Oakland has been anything but normal over the past year during the pandemic. But we are starting to see glimpses of normality. Little by little, the whole country is returning to “business as usual”, as they say. And the first real indication that normality is on the horizon for the US was a recent story out of Arkansas.
On the first day of in-person instruction at a junior high school in Pine Bluff, Arkansas, there was a school shooting. Tragically, a 15-year-old boy died.
When I saw this story, I realized it was the first time I had seen such a headline for an entire year. It is difficult to find any data on gun violence in the US since pro-life Republican legislators have courageously banned its collection per the dictates of their masters at the NRA.

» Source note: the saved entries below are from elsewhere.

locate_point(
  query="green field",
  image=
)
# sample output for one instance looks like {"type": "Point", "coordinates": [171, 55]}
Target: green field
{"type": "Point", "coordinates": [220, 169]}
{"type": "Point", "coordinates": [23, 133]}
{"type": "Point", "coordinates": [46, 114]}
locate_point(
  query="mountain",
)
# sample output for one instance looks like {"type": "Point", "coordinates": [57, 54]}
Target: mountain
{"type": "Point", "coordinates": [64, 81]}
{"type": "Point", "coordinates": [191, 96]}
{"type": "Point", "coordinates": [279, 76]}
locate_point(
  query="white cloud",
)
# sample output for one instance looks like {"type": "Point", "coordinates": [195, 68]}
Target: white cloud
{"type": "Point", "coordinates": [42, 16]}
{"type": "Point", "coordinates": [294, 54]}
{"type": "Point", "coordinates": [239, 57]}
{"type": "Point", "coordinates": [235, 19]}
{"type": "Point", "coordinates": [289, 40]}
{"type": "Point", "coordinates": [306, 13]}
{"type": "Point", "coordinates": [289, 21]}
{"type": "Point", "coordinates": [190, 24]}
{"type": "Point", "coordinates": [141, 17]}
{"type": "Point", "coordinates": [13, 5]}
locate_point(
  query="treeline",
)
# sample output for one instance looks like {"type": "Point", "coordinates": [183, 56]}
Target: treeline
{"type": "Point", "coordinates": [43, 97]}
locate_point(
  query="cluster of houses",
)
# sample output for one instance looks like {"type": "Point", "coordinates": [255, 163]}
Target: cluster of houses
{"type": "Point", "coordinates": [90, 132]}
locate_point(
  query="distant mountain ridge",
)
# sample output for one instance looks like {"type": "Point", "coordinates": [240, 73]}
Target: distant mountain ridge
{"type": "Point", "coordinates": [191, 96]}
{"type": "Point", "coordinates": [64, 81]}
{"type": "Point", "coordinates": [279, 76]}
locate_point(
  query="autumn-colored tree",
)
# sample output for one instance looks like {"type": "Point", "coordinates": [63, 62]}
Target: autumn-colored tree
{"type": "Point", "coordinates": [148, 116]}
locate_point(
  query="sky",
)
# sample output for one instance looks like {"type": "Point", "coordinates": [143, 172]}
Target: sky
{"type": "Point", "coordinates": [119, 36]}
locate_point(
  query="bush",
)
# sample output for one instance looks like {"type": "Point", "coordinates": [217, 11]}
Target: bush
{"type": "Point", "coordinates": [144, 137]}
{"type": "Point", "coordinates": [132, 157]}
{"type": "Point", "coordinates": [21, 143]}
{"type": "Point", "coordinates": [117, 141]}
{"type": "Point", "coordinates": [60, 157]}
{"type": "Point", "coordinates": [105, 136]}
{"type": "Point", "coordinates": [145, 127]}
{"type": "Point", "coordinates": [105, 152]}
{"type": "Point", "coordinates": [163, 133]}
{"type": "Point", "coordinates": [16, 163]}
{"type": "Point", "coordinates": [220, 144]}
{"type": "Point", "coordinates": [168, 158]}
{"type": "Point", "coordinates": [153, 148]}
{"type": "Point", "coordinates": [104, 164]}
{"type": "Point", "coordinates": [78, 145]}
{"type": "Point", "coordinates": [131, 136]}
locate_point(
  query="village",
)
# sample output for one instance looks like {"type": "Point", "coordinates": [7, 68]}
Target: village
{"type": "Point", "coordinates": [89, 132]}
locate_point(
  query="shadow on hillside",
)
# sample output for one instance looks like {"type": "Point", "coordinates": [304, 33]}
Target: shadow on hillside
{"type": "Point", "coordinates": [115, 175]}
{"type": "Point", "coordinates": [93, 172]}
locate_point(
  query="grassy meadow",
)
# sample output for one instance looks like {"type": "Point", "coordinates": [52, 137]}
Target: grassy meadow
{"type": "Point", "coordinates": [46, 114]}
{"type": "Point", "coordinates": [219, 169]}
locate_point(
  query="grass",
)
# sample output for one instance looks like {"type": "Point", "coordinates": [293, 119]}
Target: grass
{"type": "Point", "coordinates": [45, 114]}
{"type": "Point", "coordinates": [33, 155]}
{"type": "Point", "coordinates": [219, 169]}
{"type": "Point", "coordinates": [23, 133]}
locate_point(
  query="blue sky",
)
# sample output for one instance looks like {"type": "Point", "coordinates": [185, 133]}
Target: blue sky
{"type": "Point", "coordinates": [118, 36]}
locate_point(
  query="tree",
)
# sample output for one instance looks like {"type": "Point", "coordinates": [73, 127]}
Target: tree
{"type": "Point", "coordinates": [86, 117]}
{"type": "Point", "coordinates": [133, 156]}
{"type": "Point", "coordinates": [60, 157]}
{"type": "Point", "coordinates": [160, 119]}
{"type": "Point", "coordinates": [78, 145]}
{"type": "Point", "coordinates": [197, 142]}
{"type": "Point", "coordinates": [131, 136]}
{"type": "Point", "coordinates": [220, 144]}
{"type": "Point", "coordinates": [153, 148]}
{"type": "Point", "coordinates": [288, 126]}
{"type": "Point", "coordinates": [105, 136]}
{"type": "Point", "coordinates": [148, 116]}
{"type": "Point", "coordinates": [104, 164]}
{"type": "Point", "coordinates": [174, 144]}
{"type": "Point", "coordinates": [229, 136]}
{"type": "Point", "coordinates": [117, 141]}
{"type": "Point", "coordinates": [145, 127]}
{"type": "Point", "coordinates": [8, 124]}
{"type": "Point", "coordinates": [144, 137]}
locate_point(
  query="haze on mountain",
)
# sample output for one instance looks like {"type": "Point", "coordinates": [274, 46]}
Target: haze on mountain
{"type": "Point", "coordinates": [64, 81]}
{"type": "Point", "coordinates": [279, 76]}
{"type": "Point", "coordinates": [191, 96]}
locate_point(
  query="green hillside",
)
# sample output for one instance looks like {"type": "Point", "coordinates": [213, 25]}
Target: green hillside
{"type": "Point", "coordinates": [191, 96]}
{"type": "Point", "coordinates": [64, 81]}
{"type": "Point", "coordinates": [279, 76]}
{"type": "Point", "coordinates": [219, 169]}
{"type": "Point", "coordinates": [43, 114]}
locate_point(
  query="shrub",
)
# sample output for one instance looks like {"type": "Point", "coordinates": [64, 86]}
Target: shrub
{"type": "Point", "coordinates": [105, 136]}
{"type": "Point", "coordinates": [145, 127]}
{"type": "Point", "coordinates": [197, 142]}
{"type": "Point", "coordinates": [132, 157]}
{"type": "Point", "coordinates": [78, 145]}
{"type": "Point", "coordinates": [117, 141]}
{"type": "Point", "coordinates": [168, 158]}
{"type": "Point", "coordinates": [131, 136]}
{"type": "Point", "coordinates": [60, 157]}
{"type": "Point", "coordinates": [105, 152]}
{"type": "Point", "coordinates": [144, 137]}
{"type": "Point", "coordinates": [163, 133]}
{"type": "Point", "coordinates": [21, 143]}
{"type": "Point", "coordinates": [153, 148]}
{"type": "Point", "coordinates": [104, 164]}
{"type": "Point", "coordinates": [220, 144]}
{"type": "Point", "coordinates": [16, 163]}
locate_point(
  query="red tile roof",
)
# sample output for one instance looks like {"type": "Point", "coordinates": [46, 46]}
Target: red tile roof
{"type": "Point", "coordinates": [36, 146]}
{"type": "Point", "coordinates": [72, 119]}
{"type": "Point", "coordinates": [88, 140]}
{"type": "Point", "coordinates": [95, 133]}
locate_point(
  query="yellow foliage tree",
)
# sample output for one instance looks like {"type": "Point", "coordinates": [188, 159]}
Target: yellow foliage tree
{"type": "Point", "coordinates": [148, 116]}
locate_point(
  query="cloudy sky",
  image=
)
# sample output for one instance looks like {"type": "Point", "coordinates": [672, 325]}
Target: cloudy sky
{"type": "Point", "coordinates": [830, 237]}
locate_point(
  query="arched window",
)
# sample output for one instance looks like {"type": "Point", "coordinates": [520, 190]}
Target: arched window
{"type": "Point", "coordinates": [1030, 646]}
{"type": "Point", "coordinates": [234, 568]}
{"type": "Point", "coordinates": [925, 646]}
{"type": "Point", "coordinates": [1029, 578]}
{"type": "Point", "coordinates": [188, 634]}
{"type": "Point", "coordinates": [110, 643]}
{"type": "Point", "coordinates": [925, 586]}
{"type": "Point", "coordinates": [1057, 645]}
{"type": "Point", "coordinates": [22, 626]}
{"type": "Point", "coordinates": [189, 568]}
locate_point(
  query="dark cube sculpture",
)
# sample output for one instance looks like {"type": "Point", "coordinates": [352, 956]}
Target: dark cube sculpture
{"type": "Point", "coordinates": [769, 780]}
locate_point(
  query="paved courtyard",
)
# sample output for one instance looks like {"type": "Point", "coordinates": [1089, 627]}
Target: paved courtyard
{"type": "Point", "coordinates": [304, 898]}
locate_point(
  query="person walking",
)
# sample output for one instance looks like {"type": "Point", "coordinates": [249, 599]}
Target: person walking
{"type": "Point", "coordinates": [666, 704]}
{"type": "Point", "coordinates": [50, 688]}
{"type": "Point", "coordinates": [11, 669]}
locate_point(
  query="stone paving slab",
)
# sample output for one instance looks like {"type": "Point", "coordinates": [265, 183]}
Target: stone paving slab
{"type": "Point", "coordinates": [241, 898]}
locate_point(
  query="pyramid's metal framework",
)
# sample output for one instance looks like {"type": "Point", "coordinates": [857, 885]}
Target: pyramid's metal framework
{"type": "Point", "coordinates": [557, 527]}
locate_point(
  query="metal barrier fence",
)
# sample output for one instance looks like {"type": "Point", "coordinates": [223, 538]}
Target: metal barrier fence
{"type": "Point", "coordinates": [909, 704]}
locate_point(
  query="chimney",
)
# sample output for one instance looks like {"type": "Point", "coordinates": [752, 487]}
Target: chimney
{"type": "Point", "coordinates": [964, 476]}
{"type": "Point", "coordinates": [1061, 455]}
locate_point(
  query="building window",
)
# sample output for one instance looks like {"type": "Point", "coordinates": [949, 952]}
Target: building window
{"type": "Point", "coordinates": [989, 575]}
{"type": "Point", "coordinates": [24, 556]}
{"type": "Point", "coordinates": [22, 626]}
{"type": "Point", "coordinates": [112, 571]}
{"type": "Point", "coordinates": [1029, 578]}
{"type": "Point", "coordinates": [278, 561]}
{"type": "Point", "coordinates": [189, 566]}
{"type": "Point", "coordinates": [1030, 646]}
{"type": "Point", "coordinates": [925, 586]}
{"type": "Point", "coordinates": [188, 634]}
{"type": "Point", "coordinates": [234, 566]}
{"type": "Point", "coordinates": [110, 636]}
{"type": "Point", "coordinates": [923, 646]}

The sparse data that I could find confirms my intuition. There were “only” around 10-15 school shootings in 2020. EducationWeek reports 10 while Wikipedia lists 8, though the two data sets are not mutually inclusive. It was quite shocking to learn, considering I do not remember hearing about any of them. By contrast, in 2019 there were about 5 times the number of school shootings, averaging at least 1 per week. CNN reports 45, Wikipedia lists 55, and EducationWeek reports 25. Again, the lists are not consistent. Yet NBC’s School Shooting Tracker reports very different numbers — 1 in 2020 and 5 in 2019. Shockingly, still a 5x difference year-over-year. EducationWeek points out:
The COVID-19 pandemic appears to have interrupted the trend line. That fall off in numbers is probably due to the shift to remote learning for nearly all schools for part or all of 2020.
The discrepancy in data is due to two main factors: the heroic prohibition of a centralized national database which makes it difficult to accurately track every incident, and the fact that each organization tracking data on its own uses a different definition of “school shooting” — both of which, yes, are fucking ridiculous. So we are left to pick up the pieces to understand the full picture. The lists on Wikipedia seem to be the most broad, essentially indicating that “someone brought a gun to a school with malicious intent and attempted to use it” or “a firearm was discharged inside a school for any reason”. We can argue about what qualifies, but in my opinion, there should be exactly zero guns being discharged in any school.
So here we are, one month away from the 22-year anniversary of Columbine. Closing schools because of the pandemic likely saved dozens of children’s lives, and avoided traumatizing hundreds of others — not because they avoided exposure to a deadly virus, but because they avoided the threat of indiscriminate gun violence. Nothing is more American than murdering school children in their own school and pretending like there is simply nothing we can do about it.
As schools across the country begin to fully re-open in the coming months, I wonder how many more Sandy Hooks and Parklands we will have in 2021. Like everyone else in this country, I am looking forward to the “normal” America coming back, the America where kids are killed in schools not from a virus, but from effortlessly acquired assault weapons. When regular school shooting trends return, we will know we have fully recovered from this life-threatening disease.